C’est dans un petit carré de verdure, au cœur du XIIIe arrondissement de Paris, que je m’installe. Le journaliste que je suis ne peux s’empêcher de voir dans les buissons et les haies fraîchement taillées le souvenir du confrère qui donne son nom au parc, Paul Nizan. Tout me ramène à lui aujourd’hui, le journalisme certes mais aussi le parcours de celui que je reçois. Habillé d’un costume trois pièces noir, le dandy barbu s’installe en face de moi et me salue, je lui réponds. L’entretien commence presque immédiatement par les présentations d’usage, il s’appelle Aurélien Langlois, il est professeur d’anglais en CPGE à Compiègne au Lycée Pierre d’Ailly. Mené sur cette voie par « le cours des choses » il choisit à la fin l’anglais plutôt que le russe « parce qu’au début du XXIe ce n’était pas le meilleur moment pour partir en Russie et puis Oxford c’est vachement mieux ».
Nous abordons alors le sujet principal de cet entretien : la musique. Il en a fait étant petit et il a décidé de continuer sur cette voie plutôt que celle du sport. S’il a certes commencé par la flûte à bec, c’est bel et bien le saxophone qui le séduira définitivement lorsqu’il découvre « le jazz et le saxophone en même temps » genre et instrument qu’il pratiquera dans les salles de musique de l’Ecole Normale Supérieur. Certains titres l’ayant marqué lui reviennent au cours de notre entretien, A Love Supreme de John Coltrane « ce n’est pas l’album qui m’a fait découvrir le jazz mais ça reste un des sommets du genre indubitablement », il se souvient aussi du rock des années 60-70 qu’il écoutait adolescent. Ses pensées l’amènent aussi vers Le Sacre du printemps de Stravinsky, un ballet ayant inspiré beaucoup d’artistes dont John Coltrane cité plus tôt.

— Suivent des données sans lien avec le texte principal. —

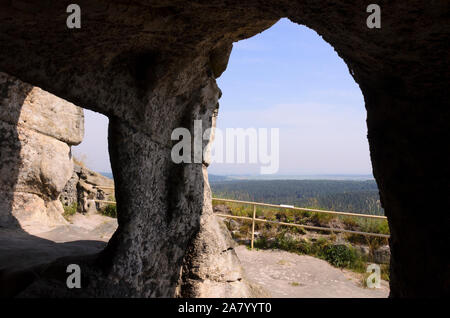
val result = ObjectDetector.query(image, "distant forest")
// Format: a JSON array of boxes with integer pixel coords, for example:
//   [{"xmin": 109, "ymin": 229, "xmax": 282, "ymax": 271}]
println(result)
[{"xmin": 210, "ymin": 178, "xmax": 384, "ymax": 215}]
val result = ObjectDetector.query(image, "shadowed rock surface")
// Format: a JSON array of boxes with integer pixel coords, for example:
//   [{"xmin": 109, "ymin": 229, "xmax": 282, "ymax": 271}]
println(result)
[{"xmin": 0, "ymin": 0, "xmax": 450, "ymax": 297}]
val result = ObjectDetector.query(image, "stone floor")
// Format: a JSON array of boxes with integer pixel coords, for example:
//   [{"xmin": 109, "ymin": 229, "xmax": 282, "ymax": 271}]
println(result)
[{"xmin": 236, "ymin": 245, "xmax": 389, "ymax": 298}]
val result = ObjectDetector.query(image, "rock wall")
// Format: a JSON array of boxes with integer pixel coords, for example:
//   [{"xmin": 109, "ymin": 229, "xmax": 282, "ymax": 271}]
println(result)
[
  {"xmin": 0, "ymin": 0, "xmax": 450, "ymax": 297},
  {"xmin": 0, "ymin": 73, "xmax": 84, "ymax": 229},
  {"xmin": 61, "ymin": 162, "xmax": 115, "ymax": 213}
]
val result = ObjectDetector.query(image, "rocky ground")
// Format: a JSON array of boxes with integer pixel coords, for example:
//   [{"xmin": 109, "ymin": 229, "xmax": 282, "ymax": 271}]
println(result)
[
  {"xmin": 0, "ymin": 209, "xmax": 389, "ymax": 298},
  {"xmin": 235, "ymin": 245, "xmax": 389, "ymax": 298},
  {"xmin": 0, "ymin": 213, "xmax": 117, "ymax": 272}
]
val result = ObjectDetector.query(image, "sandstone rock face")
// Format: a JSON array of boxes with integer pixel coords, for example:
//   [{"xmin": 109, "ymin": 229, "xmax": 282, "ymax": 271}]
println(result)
[
  {"xmin": 0, "ymin": 73, "xmax": 83, "ymax": 228},
  {"xmin": 61, "ymin": 163, "xmax": 114, "ymax": 213},
  {"xmin": 0, "ymin": 0, "xmax": 450, "ymax": 297}
]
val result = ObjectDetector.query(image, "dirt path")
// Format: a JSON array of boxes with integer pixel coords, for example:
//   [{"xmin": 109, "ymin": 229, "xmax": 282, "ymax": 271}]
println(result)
[
  {"xmin": 0, "ymin": 214, "xmax": 117, "ymax": 272},
  {"xmin": 236, "ymin": 245, "xmax": 389, "ymax": 298}
]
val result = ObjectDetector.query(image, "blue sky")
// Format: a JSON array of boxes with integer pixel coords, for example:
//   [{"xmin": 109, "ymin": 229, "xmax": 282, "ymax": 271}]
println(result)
[{"xmin": 74, "ymin": 19, "xmax": 372, "ymax": 175}]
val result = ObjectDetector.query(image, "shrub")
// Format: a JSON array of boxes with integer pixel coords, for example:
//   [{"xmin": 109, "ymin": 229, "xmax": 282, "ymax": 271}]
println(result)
[
  {"xmin": 322, "ymin": 245, "xmax": 358, "ymax": 268},
  {"xmin": 101, "ymin": 204, "xmax": 117, "ymax": 218}
]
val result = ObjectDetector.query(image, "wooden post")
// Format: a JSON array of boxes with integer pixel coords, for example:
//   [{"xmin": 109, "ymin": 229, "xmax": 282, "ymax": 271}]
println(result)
[{"xmin": 251, "ymin": 204, "xmax": 256, "ymax": 249}]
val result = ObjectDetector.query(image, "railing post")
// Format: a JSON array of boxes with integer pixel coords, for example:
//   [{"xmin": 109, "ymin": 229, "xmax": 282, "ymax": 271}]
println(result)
[{"xmin": 251, "ymin": 204, "xmax": 256, "ymax": 249}]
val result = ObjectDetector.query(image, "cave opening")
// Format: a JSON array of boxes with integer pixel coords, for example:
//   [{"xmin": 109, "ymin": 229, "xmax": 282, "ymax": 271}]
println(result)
[{"xmin": 208, "ymin": 19, "xmax": 389, "ymax": 297}]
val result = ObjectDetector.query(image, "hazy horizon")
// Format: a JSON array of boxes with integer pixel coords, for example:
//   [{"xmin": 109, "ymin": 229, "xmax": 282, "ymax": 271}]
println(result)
[{"xmin": 73, "ymin": 19, "xmax": 372, "ymax": 178}]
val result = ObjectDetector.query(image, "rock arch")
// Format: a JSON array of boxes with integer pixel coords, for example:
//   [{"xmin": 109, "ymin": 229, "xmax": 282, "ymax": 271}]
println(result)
[{"xmin": 0, "ymin": 0, "xmax": 450, "ymax": 297}]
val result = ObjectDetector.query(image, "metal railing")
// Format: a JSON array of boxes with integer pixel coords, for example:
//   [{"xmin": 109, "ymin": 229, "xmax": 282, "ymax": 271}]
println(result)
[
  {"xmin": 213, "ymin": 198, "xmax": 390, "ymax": 249},
  {"xmin": 94, "ymin": 186, "xmax": 390, "ymax": 249}
]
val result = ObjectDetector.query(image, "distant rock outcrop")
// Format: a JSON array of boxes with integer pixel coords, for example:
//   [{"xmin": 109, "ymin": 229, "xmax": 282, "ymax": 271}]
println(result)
[{"xmin": 0, "ymin": 73, "xmax": 84, "ymax": 228}]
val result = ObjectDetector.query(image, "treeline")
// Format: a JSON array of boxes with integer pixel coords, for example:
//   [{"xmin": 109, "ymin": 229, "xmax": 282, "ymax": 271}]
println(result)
[{"xmin": 210, "ymin": 180, "xmax": 384, "ymax": 215}]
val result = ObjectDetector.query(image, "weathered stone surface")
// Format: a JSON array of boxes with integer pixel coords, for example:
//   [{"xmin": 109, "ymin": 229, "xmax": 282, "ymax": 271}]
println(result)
[
  {"xmin": 61, "ymin": 163, "xmax": 114, "ymax": 213},
  {"xmin": 178, "ymin": 168, "xmax": 264, "ymax": 297},
  {"xmin": 0, "ymin": 0, "xmax": 450, "ymax": 297},
  {"xmin": 0, "ymin": 73, "xmax": 84, "ymax": 145},
  {"xmin": 0, "ymin": 73, "xmax": 83, "ymax": 229}
]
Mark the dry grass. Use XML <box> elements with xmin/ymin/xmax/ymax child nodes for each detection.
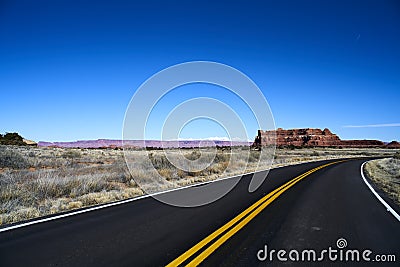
<box><xmin>365</xmin><ymin>158</ymin><xmax>400</xmax><ymax>205</ymax></box>
<box><xmin>0</xmin><ymin>146</ymin><xmax>396</xmax><ymax>224</ymax></box>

Dans 90% des cas, c’est de l’improvisation
Le saxophoniste joue pour trois groupes différents, un de rock, un de jazz et un autre plus expérimental. Sous les Pavés, Kaléido et Tension Hormonale Contrôlée sont les noms de ces trois groupes, deux se concentrent sur la reprise tandis que le dernier produit des compositions originales. « A l’origine le groupe s’appelait Thurne Cosmique (en référence aux salles de l’ENS), ce qui faisait THC. Nos titres étaient nommés à l’avenant et l’un d’entre eux avait comme titre Tension Hormonale Contrôlée, nom qu’on a gardé après la refondation du groupe puisqu’on ne jouait plus cette musique ». C’est un groupe sans message particulier, sans parole d’ailleurs, uniquement instrumental, « c’est un peu la musique pour la musique », un côté un petit peu parnassien me permets-je d’ajouter. Nous finissons par en venir au processus même de la création musicale au sein de THC. « Il y a deux cas de figure pour nos créations. D’abord le cas où l’un d’entre nous apporte un morceau presque clé en mains, il y a toujours un peu de travail collectif mais ce ne sont que des retouches mais il y a d’autres [morceaux] qui sont vraiment créés de façon collective où on élabore une idée ensemble jusqu’à ce que cela donne quelque chose de définitif ». Il ajoute « dans 90% des cas il y a toujours une grande part d’improvisation ne serait-ce que par les instruments mélodiques que sont les saxophones et la guitare, ça vient ajouter une dimension jazz, il y a toujours de la création sur place ». Cela dit nous concluons l’entretien par quelques échanges sur l’apport de la littérature au monde de la musique, les deux étant des milieux relativement poreux, quelques exemples sont cités comme Langston Hughes ou Jack Kerouac. Je prends une photo du personnage, amical et souriant aussi bien sur l’image qu’en dehors, et nous échangeons une poignée de main en guise de salutation pour que nous prenions chacun le chemin du retour.